As Padilha went on to talk about his approach to Robocop a bit more, even I started to get kind of excited for what he has planned. For one thing, when asked whether or not his Robocop would still be Alex Murphy, Padilha replied, “Alex Murphy is Alex Murphy, man. You can’t call Batman some other name. Bruce Wayne is Bruce Wayne, Clark Kent is Clark Kent, Alex Murphy is Alex Murphy.” It’s nice to see that he has some strong feelings about the property and is going to try to do the original justice.
Also, when asked about what he’s going to do now that he has a big Hollywood budget to work with he replied, “Spend it. [Laughs] Listen, I always try to make the best film I can.
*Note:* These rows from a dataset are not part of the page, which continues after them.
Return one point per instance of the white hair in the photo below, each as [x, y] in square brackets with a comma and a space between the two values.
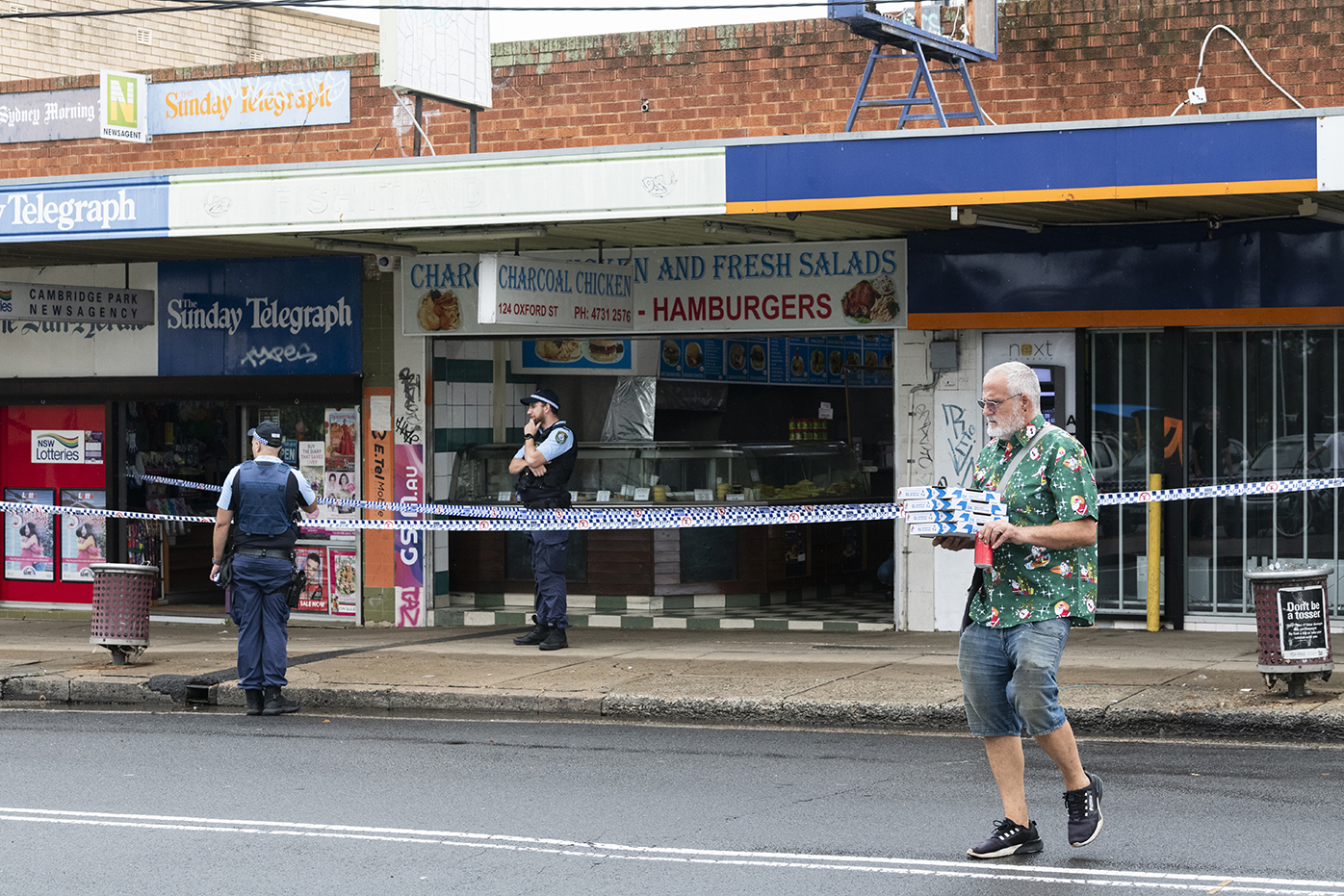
[1019, 379]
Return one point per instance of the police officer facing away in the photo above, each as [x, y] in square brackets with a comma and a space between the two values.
[543, 467]
[258, 502]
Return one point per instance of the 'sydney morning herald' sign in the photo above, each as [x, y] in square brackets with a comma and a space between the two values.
[75, 304]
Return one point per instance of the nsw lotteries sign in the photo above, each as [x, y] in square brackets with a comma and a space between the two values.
[65, 447]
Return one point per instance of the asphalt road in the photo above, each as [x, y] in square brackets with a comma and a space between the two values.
[211, 802]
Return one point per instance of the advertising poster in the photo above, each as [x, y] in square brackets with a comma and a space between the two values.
[311, 467]
[342, 431]
[410, 543]
[343, 584]
[84, 536]
[30, 538]
[312, 559]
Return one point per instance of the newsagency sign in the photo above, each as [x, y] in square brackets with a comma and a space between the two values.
[75, 304]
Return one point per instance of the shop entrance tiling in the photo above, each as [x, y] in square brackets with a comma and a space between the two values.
[835, 613]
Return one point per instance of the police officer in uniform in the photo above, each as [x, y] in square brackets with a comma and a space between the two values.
[258, 504]
[543, 467]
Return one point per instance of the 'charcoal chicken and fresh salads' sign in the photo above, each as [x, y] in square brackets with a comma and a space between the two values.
[750, 289]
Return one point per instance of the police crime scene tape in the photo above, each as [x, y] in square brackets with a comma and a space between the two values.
[489, 518]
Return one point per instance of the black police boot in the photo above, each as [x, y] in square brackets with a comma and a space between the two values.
[277, 704]
[556, 640]
[535, 635]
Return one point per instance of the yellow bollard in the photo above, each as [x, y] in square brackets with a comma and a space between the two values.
[1154, 552]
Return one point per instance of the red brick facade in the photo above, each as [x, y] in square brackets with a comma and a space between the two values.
[1059, 61]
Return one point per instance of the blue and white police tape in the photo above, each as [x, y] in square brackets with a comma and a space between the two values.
[1230, 489]
[556, 519]
[671, 516]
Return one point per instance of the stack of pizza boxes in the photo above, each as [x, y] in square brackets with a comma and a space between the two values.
[933, 511]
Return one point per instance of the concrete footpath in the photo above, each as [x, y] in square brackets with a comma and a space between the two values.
[1113, 681]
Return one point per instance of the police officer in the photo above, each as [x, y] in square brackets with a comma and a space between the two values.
[543, 467]
[258, 504]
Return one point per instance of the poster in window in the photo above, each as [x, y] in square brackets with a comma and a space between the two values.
[345, 582]
[84, 536]
[313, 560]
[30, 538]
[311, 468]
[342, 431]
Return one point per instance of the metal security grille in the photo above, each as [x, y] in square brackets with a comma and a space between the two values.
[1262, 406]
If I can have one year to shoot a film, I want one year to shoot a film. If it’s not possible, I’ll try to make as best as I can in the timeframe that I have.” He continued, “Once you give me the budget, whatever the budget is, the most important thing to me is that the money spent goes towards the screen. That’s what counts.” I couldn’t agree more. Let’s put all of that money toward huge robots, huge explosions, and millions of blood squibs.
Perhaps an Aronofsky-less Robocop won’t be such a drag after all?